Alright, let me tell you about this “djokovic falling” thing I’ve been messing around with. It’s a bit of a silly name, I know, but it stuck.

So, it all started when I was trying to figure out… well, how to make stuff… fall. Like, realistically. I wasn’t going for perfect physics, just something that looked convincing enough.
First, I grabbed some basic shapes. A sphere for djokovic (in my head, it’s always djokovic…don’t ask) and a plane for the ground. Easy peasy. Then I dove into trying to get gravity working. I messed around with acceleration, velocity, all that good stuff. I started simple: just adding a constant value to the sphere’s Y-velocity each frame. It worked, sort of. djokovic went down, but it was super linear and boring.
Here’s where it got a little tricky. I wanted djokovic to accelerate. You know, get faster as he falls. So, I changed my code to calculate acceleration based on a “gravity” constant and apply that to the velocity. Better, but still not quite right. It felt too… instant. Like djokovic was hitting terminal velocity the moment he started falling.
Next up was drag. Air resistance, baby! I added a drag coefficient and adjusted the acceleration based on the sphere’s velocity. This helped a lot! djokovic now accelerated more gradually, and terminal velocity felt more natural. But there was a problem: it was still too smooth. Real falls aren’t perfectly smooth, right?
- I started thinking about adding some random wobble.
- Maybe some wind effects.
- But decided against it for now.
Then, I moved on to collision. When djokovic hits the ground, I didn’t just want him to stop. I wanted a little bounce! I added a “restitution” coefficient that determined how much velocity he’d retain after the collision. It was all about tweaking that value until it looked right. Too high, and he’d bounce forever. Too low, and he’d just splat.
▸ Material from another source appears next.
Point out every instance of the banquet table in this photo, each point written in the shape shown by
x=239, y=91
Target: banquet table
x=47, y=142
The real breakthrough came when I started messing with damping. Damping reduces velocity over time, even when there’s no air resistance. By adding a bit of damping to both the velocity and angular velocity, I was able to get djokovic to settle down after a few bounces. It finally looked… natural! Well, close enough for my purposes.
Of course, I spent hours tweaking all these values. Gravity, drag, restitution, damping… it’s all about finding the right balance. I even added some rotation to djokovic as he falls, just to make it look a little more interesting. It’s still pretty basic, but now djokovic falls with a bit of style.
Finally, after hours of fiddling and debugging, I had something that looked… well, at least not completely terrible. It’s not perfect, but it’s a good starting point. And honestly, watching a virtual djokovic fall is way more entertaining than it probably should be.